La Sardaigne face au XXI° siècle
L'Ile Militaire
Le Tourisme
La Sardaigne et l'Europe


A l'aube du XXI°siècle, l'économie de la Sardaigne n'a toujours pas décollé. Le chômage sévit et en 2002 l'émigration qui draine les forces vives de l'île depuis le XIX° siècle, continue d'augmenter à un taux de 3 à 4%, selon les estimations.


L'île militaire :
24 bases militaires de l'OTAN occupent de notables portions du territoire de l'île, transformées en champs de tirs d'essai pour les missiles pan-atlantiques et, très certainement, en décharges pour produits radioactifs, bien que l'Italie ne soit une puissance nucléaire, ni militairement, ni énergétiquement.
En 2003, le Ministre de la Défense italienne, Antonio Martino, sourd aux observations et protestations des représentants sardes, autorise l'élargissement de la base militaire de La Maddalena, qui abrite une escadre de sous-marins nucléaires U.S. au beau milieu d'un des plus grands Parcs Naturels de la Mer Méditerranée. Des 37.000.000 de dollars qui seront investis dans cette entreprise d'un autre âge, combien iront à la Sardaigne, qui héritera néanmoins de 52.000 mètres-cubes de béton ?

Le tourisme :
Deuxième île méditerranéenne par sa superficie, la Sardaigne mérite largement d'être dite "île aux trésors" : l'abondance et la diversité de ses merveilles naturelles, l'omniprésence de ses vestiges historiques, le caractère non-obséquieux mais franchement hospitalier de sa population, auraient pu en faire une des grandes escales touristiques du sud de l'Europe. Sur ce marché, sa place reste pourtant parmi les plus modestes.
L'échec de la politique touristique en Sardaigne s'explique par un libéralisme dénué d'imagination mais notoirement corrompu, par le manque chronique de concertation locale, et par l'absence de formation des personnels, causes d'une outrancière carence des services, manifeste sur toute la filière.
S'il en est, les profits de cette fragile industrie vont aux investisseurs continentaux et internationaux, qui n'en couvrent pas moins le sublime littoral de l'île de villas et d'ensembles hôteliers à l'architecture pour le moins douteuse, esthétiquement, sanitairement et écologiquement parlant.
On peut sans doute se réjouir que l'intérieur de l'île, donc sa majeure partie, soit encore indemne de ces profanations et reste une des contrées les plus authentiques de la Méditerranée.

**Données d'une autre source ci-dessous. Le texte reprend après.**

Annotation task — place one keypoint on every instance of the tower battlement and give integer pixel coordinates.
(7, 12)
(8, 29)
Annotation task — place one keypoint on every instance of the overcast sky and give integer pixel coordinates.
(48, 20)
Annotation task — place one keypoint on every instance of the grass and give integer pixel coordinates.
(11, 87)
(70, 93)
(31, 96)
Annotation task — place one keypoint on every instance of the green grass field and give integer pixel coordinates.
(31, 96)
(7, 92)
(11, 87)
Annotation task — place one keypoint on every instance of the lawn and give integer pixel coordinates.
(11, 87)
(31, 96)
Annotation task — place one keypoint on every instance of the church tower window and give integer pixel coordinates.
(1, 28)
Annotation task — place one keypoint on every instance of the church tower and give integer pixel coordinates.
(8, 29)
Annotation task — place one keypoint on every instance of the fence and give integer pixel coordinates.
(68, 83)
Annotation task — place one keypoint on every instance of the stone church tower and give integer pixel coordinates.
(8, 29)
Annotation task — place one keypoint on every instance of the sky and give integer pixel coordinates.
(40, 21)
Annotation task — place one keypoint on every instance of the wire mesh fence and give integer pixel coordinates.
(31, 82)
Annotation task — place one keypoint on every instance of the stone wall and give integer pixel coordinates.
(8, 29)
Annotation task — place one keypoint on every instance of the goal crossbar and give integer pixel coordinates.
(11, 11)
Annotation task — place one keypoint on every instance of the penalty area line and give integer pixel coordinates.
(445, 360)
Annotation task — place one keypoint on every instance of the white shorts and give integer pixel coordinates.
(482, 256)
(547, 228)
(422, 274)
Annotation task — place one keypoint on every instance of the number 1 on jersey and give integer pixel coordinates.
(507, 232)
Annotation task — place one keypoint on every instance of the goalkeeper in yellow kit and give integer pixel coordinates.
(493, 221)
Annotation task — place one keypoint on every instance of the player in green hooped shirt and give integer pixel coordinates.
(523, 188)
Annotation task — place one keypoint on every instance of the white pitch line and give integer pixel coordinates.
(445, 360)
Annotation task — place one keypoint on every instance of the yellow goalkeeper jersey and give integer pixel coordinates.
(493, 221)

La Sardaigne et l'Europe :
Le Parlement Européen s'étant refusé en 2002 à considérer l'existence des (trop) nombreuses minorités de l'Ancien Continent, la Sardaigne n'y est pas représentée. Pourtant, sa position privilégiée au centre de la Méditerranée, face à l'Afrique Magrebine, devrait en faire une plaque tournante des échanges culturels et commerciaux inter-continentaux, conformément à sa vocation historique.